Seguridad alimentaria: Agenda de la izquierda

Categoría: EPSI10, Otros puntos
enero 1 2014

Sin lugar a dudas, la humanidad enfrenta grandes cambios y retos en la segunda década del siglo XXI. El largo recorrido que hemos tenido como especie dice mucho de nuestra persistencia para sobrevivir.
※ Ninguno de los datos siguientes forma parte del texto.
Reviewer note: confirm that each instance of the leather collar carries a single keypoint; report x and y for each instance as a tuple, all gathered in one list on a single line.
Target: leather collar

Hace unos cuantos días, en una nota perdida en un diario de circulación nacional, nos enteramos que un equipo de arqueólogos encontró huesos humanos con más de 500 mil años de antigüedad.

Desde la comunidad primitiva hasta la última fase del capitalismo conocida como globalización, pasando por la desintegración de la Unión Soviética y la caída del Muro de Berlín, el surgimiento de las llamadas naciones emergentes BRICS (Brasil, Rusia, India, China y Sudáfrica) en la toma de decisiones internacionales, y por ende la entrada al mundo multipolar, además del uso masivo de las nuevas tecnologías (telecomunicaciones e internet) y del cambio climático, nuestra especie no ha podido resolver una paradoja elemental que ya en el siglo XVIII había advertido con mucha claridad el padre de la demografía: ¿cómo lograr el equilibrio entre la producción de alimentos y el crecimiento de seres humanos en el planeta?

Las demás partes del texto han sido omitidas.